Supongamos que, siguiendo el consejo de la OMS, alguien quiere empezar a pasar


las tardes en su casa bailando o realizando alguna actividad artística.

La inclinación de las personas a las artes casi nunca empieza por la danza. Pueden
rondar caminos que tienen que ver con la danza; por ejemplo el hábito de escuchar
música, o los videos de gimnasia en casa.

Pero, por alguna razón, siempre pareciera que a la hora de la danza hay una
incomodidad general.

Con esto no me refiero a preguntarme por qué la gente no baila, rebuscar sus
motivos y dictaminar la danza como régimen. Este apartado apunta a percatarnos de
todas estas cosas que pasan desapercibidas a nuestro alrededor, cosas que
emergen por salir, cosas en crisis como lo es nuestra labor dancística. Percatarnos
que el estado de la danza parece ser un terreno incómodo y una labor destinada
únicamente a lxs bailarinxs.

Es tan fuerte la historia de la danza que siempre se espera tener un cuerpo


específico, un talento específico para entrar en ese ámbito.

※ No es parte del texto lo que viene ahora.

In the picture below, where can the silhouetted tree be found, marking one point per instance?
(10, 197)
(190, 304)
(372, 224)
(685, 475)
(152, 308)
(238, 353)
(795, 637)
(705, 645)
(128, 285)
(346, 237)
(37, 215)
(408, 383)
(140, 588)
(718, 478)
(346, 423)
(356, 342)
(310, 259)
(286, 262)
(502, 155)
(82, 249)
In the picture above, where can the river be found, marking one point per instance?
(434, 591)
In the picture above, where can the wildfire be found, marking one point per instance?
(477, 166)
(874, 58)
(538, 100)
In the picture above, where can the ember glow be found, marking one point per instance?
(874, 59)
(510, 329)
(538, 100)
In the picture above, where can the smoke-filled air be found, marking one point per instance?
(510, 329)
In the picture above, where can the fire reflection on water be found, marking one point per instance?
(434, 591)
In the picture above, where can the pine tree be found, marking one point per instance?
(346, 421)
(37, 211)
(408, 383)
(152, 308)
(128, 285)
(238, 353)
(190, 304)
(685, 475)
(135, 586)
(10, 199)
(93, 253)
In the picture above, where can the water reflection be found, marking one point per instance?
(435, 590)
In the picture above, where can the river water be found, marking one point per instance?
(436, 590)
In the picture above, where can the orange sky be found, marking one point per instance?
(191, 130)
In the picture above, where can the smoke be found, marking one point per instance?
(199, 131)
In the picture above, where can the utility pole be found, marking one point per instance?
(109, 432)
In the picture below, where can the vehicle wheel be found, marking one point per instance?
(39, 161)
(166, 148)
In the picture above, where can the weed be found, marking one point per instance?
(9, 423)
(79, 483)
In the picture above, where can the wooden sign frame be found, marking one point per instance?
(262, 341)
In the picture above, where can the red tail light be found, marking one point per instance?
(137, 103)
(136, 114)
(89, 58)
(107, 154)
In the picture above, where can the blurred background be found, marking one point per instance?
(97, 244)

El arte, específicamente la pintura, es tomada como terapia tras ver que la expresión
de las propias emociones a través de ella, puede ayudar a resolver problemas del
pasado y puede ayudar a mejorar el autoconocimiento, el autoestima, el control
emocional, reducir el ​estrés​ y la ​ansiedad​, mejorar el estado de conciencia, la
atención o la ​creatividad​.

Para que alguien pueda beneficiarse de los aspectos positivos de la arteterapia no es


necesario que sea un artista con talento, ya que el objetivo de este tipo de terapia es
la mejora del bienestar y la calidad de vida.
Esto está bien aceptado en común acuerdo, pero no puede decirse lo mismo de la
danza, que, históricamente, requiere de un tipo de cuerpo específico, algunos tipos
de movimientos en específico, y por sobre todo, su característica de entretenimiento.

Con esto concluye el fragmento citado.